Figure 9. Synergistic treatment effects by combined blockade of ANG-2/ITGB1, VEGFR, and anti–PD-1 in mice with SCLC.

(A) Schematic of SCLC-bearing mice treated with vehicle control (black; n = 10), IgG control (gray; n = 7), VEGFR inhibitor monotherapy (VEGFRi, dark blue; n = 6), anti–ANG-2 monotherapy (aANG-2, light blue; n = 6), anti–PD-1 monotherapy (aPD-1, orange; n = 10), and anti–ANG-2/VEGFR inhibitor/anti–PD-1 triple combination therapy (triple, pink; n = 10). Created with BioRender.com. (B and C) Overall survival (OS) and progression-free survival (PFS) were determined based on mouse adapted RECIST v1.1 criteria determined by serial μCT of mice from the 6 therapy cohorts. Statistical analysis was done using Mantel-Cox test (**P < 0.01). (D) Change in target lesion diameter from the start of therapy upon best response to treatment. The received therapy is indicated by the color code. PD, progressive disease; SD, stable disease; PR, partial response. (E and F) Tumor cells isolated from primary SCLC tumors under therapy were analyzed for PD-L1 and MHC class I expression by flow cytometry. (G) Tumor cells isolated from primary SCLC tumors under therapy were analyzed for PD-L1 and MHC class I expression under response and resistance by flow cytometry. Statistical analysis was done using the 2-tailed Student’s t test (*P < 0.05; **P < 0.01; ***P < 0.001; data are shown as mean ± SEM).

Figure 10. Resistance to anti–PD-1 therapy–induced exhausted T cells in SCLC primary and liver metastases.

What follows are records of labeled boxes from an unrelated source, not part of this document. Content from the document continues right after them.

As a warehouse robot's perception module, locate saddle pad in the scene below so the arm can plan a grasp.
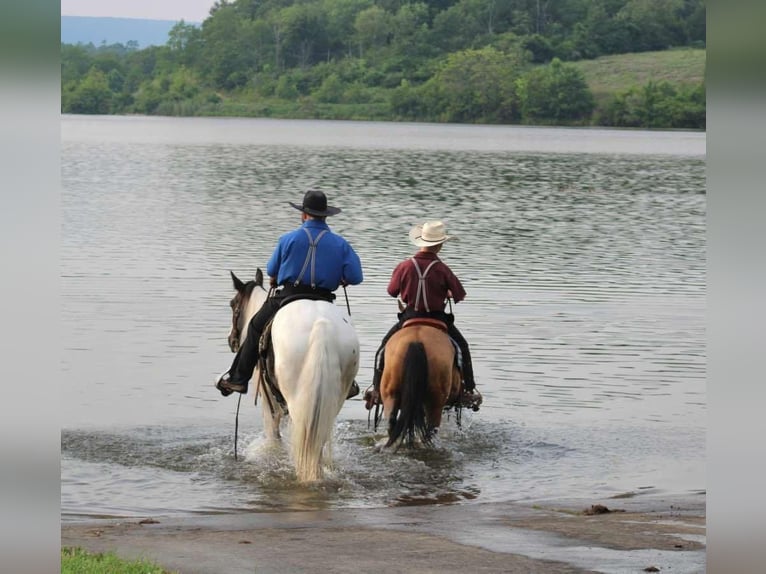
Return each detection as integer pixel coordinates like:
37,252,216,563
402,317,447,333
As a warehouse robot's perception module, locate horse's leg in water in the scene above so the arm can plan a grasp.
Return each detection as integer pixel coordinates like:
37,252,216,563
261,396,282,440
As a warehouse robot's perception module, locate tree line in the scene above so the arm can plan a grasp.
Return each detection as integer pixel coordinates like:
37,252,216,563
61,0,706,128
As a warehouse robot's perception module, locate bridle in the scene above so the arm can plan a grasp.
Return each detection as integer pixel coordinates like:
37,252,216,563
229,294,244,353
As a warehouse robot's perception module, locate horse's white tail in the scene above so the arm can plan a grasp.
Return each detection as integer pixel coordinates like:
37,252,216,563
290,318,345,482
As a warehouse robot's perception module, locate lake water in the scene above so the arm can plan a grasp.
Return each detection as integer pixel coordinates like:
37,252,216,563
60,116,706,520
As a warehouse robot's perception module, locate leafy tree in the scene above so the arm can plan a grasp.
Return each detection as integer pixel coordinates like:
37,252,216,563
64,67,112,114
354,6,392,58
518,58,595,123
434,47,520,122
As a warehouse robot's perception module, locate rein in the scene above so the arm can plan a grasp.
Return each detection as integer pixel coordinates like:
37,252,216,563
233,287,274,460
234,393,242,460
343,285,351,317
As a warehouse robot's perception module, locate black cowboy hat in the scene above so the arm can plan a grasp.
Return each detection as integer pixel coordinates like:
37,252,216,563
287,189,340,217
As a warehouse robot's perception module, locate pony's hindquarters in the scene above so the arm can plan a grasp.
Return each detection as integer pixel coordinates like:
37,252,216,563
272,300,359,481
380,325,460,452
386,341,431,447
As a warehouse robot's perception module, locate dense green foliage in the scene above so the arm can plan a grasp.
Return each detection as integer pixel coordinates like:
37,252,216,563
61,548,176,574
61,0,705,128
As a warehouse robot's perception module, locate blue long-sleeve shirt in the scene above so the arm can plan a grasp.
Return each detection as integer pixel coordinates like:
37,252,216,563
266,219,364,291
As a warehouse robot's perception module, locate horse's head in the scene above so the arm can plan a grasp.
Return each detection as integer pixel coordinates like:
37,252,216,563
229,269,266,353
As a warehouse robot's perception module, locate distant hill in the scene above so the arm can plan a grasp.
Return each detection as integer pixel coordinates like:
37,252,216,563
61,16,199,48
572,48,707,101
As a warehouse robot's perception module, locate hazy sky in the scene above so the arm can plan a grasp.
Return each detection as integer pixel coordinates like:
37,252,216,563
61,0,215,22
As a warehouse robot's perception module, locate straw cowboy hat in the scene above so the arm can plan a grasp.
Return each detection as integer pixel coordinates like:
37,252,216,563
410,221,457,247
287,189,340,217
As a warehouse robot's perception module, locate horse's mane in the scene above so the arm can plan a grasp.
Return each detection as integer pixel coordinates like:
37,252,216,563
245,280,258,297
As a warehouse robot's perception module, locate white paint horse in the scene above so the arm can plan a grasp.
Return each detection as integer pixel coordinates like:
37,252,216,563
229,269,359,482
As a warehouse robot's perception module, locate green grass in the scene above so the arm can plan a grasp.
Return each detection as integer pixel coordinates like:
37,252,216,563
61,547,177,574
572,48,706,101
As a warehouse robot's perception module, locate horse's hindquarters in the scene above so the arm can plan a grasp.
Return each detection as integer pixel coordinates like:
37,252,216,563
271,300,359,481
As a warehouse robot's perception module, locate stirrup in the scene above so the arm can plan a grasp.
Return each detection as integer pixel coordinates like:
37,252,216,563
460,387,484,412
364,388,380,411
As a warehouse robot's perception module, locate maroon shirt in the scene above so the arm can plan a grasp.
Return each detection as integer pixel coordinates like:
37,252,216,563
388,251,465,311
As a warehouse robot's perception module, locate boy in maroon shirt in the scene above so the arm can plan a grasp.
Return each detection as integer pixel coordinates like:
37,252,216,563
365,221,481,410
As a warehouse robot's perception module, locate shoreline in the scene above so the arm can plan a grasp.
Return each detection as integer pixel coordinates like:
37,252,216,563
61,491,706,574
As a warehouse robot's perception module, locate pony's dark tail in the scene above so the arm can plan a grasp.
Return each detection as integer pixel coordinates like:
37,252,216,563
386,342,431,447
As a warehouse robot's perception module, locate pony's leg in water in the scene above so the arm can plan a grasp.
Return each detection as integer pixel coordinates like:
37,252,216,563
262,401,282,440
426,405,442,446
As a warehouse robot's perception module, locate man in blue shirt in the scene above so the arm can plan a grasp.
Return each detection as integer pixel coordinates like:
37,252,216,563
215,189,363,397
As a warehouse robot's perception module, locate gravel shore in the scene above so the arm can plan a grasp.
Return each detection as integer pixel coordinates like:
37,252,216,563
61,492,706,574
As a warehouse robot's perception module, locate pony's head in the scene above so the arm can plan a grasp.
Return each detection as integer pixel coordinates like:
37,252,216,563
229,268,267,353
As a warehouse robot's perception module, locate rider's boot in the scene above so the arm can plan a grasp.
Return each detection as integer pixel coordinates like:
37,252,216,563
346,379,359,400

SCLC-bearing mice were analyzed for microvessel density and T cell infiltrates based on IHC and flow cytometry upon detection of progressive disease based on mouse adapted RECIST v1.1. (A–F) Corresponding to primary SCLC samples treated as follows: vehicle control (vehicle; n = 9), IgG control (IgG; n = 7), VEGFR inhibitor monotherapy (VEGFRi; n = 6), anti–ANG-2 monotherapy (aANG-2; n = 6), anti–ANG-2 and VEGFR inhibitor combination therapy (aANG-2/VEGFRi; n = 5), anti–PD-1 monotherapy (aPD-1; n = 6), and anti–ANG-2/VEGFR inhibitor/anti–PD-1 triple combination therapy (triple; n = 8). (G–L) Corresponding to SCLC liver metastases: vehicle (n = 7), IgG control (IgG; n = 6), VEGFR inhibitor monotherapy (VEGFRi; n = 6), anti–ANG-2 monotherapy (aANG-2; n = 3), anti–ANG-2 and VEGFR inhibitor combination therapy (aANG-2/VEGFRi; n = 5), anti–PD-1 monotherapy (aPD-1; n = 6), and anti–ANG-2/VEGFR inhibitor/anti–PD-1 triple combination therapy (triple; n = 5). (A and G) Microvessel density was determined based on IHC using ImageJ to measure CD31⁺ counts in a field of view (FOV) of 200 μm². Statistical analysis was done using the 2-tailed Student’s t test (*P < 0.05; **P < 0.01; ***P < 0.001; data are shown as mean ± SEM). (B and H) The ratio of CD4⁺ T cells versus CD8⁺ T cells is compared in the different therapy cohorts based on flow cytometry. (C and I) The fraction of PD-1 and TIM-3 double-positive CD8⁺ T cells is determined for each therapy cohort based on flow cytometry. (D and J) The fraction of PD-1 and TIM-3 double-positive CD4⁺ T cells is determined for each therapy cohort based on flow cytometry. (E and K) Dot plots of flow cytometry of CD8⁺ T cells of 1 representative experiment are shown. (F and L) Dot plots of flow cytometry of CD4⁺ T cells of 1 representative experiment are shown. Statistical analysis was done using the 2-tailed Student’s t test (*P < 0.05; **P < 0.01; ***P < 0.001; data are shown as mean ± SEM). Representative IHC stains of primary SCLC and SCLC liver metastases are shown in Supplemental Figures 15–18.